# Anti-flake protection

### What it is

Some CI jobs fail for reasons unrelated to a PR's code change, such as due to [flaky tests](https://trunk.io/blog/the-ultimate-guide-to-flaky-tests) or a CI runner disconnecting. These failures are usually cleared when the CI job is rerun. If a second PR that depends on the first **does** pass, it is very likely that the first PR was good and experienced a transient failure.

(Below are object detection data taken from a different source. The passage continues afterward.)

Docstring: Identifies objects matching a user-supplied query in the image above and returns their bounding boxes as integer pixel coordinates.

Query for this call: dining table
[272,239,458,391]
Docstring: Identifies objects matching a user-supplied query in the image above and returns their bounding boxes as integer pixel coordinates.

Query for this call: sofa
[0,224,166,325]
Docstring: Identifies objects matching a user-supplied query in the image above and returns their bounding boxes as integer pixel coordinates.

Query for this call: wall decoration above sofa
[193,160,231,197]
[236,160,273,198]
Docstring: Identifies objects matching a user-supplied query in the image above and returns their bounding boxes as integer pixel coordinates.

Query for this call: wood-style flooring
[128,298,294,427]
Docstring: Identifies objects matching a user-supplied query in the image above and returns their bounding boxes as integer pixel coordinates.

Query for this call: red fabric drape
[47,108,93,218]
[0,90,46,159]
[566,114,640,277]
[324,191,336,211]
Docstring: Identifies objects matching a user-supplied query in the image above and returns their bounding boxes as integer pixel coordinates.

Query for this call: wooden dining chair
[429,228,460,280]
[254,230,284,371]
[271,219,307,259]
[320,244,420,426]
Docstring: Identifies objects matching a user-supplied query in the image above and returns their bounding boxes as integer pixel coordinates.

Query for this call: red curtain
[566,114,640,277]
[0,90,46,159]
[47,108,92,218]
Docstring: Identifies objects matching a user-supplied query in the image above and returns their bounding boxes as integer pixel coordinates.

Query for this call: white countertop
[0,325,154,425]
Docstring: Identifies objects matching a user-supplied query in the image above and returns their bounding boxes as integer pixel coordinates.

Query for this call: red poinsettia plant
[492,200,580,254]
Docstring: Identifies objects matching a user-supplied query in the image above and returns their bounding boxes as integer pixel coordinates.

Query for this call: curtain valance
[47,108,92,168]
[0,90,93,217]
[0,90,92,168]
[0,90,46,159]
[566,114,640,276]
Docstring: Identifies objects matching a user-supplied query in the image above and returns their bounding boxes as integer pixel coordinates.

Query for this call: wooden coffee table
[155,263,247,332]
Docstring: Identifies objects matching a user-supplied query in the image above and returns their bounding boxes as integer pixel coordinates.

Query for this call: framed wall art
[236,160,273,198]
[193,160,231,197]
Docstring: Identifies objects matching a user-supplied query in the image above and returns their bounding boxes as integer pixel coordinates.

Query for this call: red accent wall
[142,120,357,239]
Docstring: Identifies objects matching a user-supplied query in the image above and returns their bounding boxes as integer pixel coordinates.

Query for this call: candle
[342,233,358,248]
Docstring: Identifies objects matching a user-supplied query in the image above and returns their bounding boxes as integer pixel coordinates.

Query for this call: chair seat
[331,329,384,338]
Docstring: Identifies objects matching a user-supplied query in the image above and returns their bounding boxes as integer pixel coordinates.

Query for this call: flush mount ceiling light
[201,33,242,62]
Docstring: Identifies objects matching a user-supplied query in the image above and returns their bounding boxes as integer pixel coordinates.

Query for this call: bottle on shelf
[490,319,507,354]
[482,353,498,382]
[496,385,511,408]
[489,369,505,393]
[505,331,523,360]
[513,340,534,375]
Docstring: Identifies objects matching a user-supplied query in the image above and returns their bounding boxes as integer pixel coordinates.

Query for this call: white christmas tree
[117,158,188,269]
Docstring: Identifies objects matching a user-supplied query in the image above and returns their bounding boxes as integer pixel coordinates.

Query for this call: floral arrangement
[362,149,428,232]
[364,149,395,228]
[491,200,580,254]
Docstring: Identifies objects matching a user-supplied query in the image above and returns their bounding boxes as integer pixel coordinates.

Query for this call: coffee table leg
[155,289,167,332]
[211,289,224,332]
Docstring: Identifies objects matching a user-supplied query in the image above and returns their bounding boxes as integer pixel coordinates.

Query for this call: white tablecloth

Trunk Merge Queue can use the combination of [**Optimistic Merging** ](/merge-queue/optimizations/optimistic-merging.md)and [**Pending Failure Depth**](/merge-queue/optimizations/pending-failure-depth.md) to merge pull requests that would otherwise be rejected from the queue.

{% hint style="success" %}
If you have a lot of flaky tests in your projects, you should track and fix them with [Trunk Flaky Tests](/flaky-tests/overview.md). Anti-flake protection helps reduce the impact of flaky tests but doesn't help you detect, track, and eliminate them.
{% endhint %}

In the video below, you can see an example of this anti-flake protection:

{% embed url="<https://share.vidyard.com/watch/5YxXzJ5Szy7vP4F7awgTsc>" %}
Anti-flake protection with optimistic merging + pending failure depth
{% endembed %}

<table><thead><tr><th width="331">what's happening?</th><th>queue</th></tr></thead><tbody><tr><td><strong>A</strong>, <strong>B</strong>, <strong>C</strong> begin predictive testing</td><td><code>main</code> &#x3C;- <strong>A</strong> &#x3C;- <strong>B</strong>+a &#x3C;- <strong>C</strong>+ba</td></tr><tr><td><strong>B</strong> fails testing</td><td><code>main</code> &#x3C;- <strong>A</strong> &#x3C;- <mark style="color:red;"><strong>B</strong>+a</mark> &#x3C;- <strong>C</strong>+ba</td></tr><tr><td>predictive failure depth keeps <strong>B</strong> from being evicted while <strong>C</strong> tests</td><td><code>main</code> &#x3C;- <strong>A</strong> &#x3C;- <mark style="color:red;"><strong>B</strong>+a</mark> (hold) &#x3C;- <strong>C</strong>+ba</td></tr><tr><td><strong>C</strong> passes</td><td><code>main</code> &#x3C;- <strong>A</strong> &#x3C;- <mark style="color:red;"><strong>B</strong>+a</mark> &#x3C;- <mark style="color:green;"><strong>C</strong>+ba</mark></td></tr><tr><td>optimistic merging allows <strong>A</strong>, <strong>B</strong>, <strong>C</strong> to merge</td><td><code>merge</code> <strong>A B C</strong></td></tr></tbody></table>

{% hint style="info" %}
Optimistic Merging only works when the [Pending Failure Depth](#pending-failure-depth) is set to **a value greater than zero**. When zero or disabled, Merge will not hold any failed tests in the queue.
{% endhint %}

### Why use it

* **Eliminate false negatives** - Flaky tests frequently cause PR failures unrelated to actual code changes. Anti-flake protection helps get these under control, so developers don't waste time investigating non-issues.
* **Maintain developer confidence** - When the queue rejects PRs for real reasons (not flaky tests), developers trust the system. Reduces "it's probably just flaky" dismissiveness of real failures.
* **Reduce manual retries** - Developers don't need to manually resubmit PRs or click "retry" when tests flake. Trunk handles it automatically, saving time and frustration.
* **Keep queue moving** - Flaky tests don't stall the queue. PRs that would have been blocked by transient failures merge successfully, increasing overall throughput.

### How to enable

{% hint style="info" %}
Anti Flake Protection is active when [**Optimistic Merge Queue**](/merge-queue/optimizations/optimistic-merging.md) is **On** and [**Pending Failure Depth**](/merge-queue/optimizations/pending-failure-depth.md) is **set to a value greater than zero**
{% endhint %}

Enable Optimistic merging in **Settings** > **Repositories** > your repository > **Merge Queue** > toggle **On** **Optimistic Merge Queue**.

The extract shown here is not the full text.